Through it all, Ivan and Ivana remain close, too close: they burn with a physical and romantic desire for each other. Practical Ivana sees the need to date and marry, and pushes Ivan to do the same, believing it will give him social stability, but Ivan is so caught up with his admiration and lust for Ivana that he has no eyes for anyone else. His increasing social alienation from his sister is a cycle of positive reinforcement: as he grows farther from her, he becomes more bitter, leading him into the arms of the radical imam who tells him he must have admiration only for God. Weird as it is, Ivan and Ivana's attachment works as a representation of the ways in which our most intense and treasured attachments can be undone by insidious social forces.

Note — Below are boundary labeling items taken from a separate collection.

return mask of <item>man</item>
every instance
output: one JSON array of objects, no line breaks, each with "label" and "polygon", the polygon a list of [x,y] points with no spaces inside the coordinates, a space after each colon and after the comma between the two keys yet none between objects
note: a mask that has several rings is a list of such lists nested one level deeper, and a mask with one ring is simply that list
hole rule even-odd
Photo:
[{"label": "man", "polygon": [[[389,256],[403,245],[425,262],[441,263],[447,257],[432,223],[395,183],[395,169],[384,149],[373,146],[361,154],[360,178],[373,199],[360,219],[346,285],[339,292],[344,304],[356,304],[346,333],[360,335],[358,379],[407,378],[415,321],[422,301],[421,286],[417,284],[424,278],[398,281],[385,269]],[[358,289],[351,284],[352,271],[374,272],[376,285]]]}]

At the end of the novel--spoiler alert--Conde makes this painfully, literally clear, when Ivana becomes the first victim of Ivan's bloody Bataclan-style shooting rampage.

My project this month is to fill out the ranks of the countries from which I have never read a book, so imagine my dismay when I discovered that Guadeloupe is not an independent nation but an overseas department of France. ("A French overseas department!" one of Ivan's associates laughs--"what is that?") No doubt the diminishment of Guadeloupean national identity--Guadeloupeans' subordination to France and their alienation from their historical and cultural kinsmen in Africa--are part of Ivan's story. So I declare this book read according to the spirit of the project, if not the letter.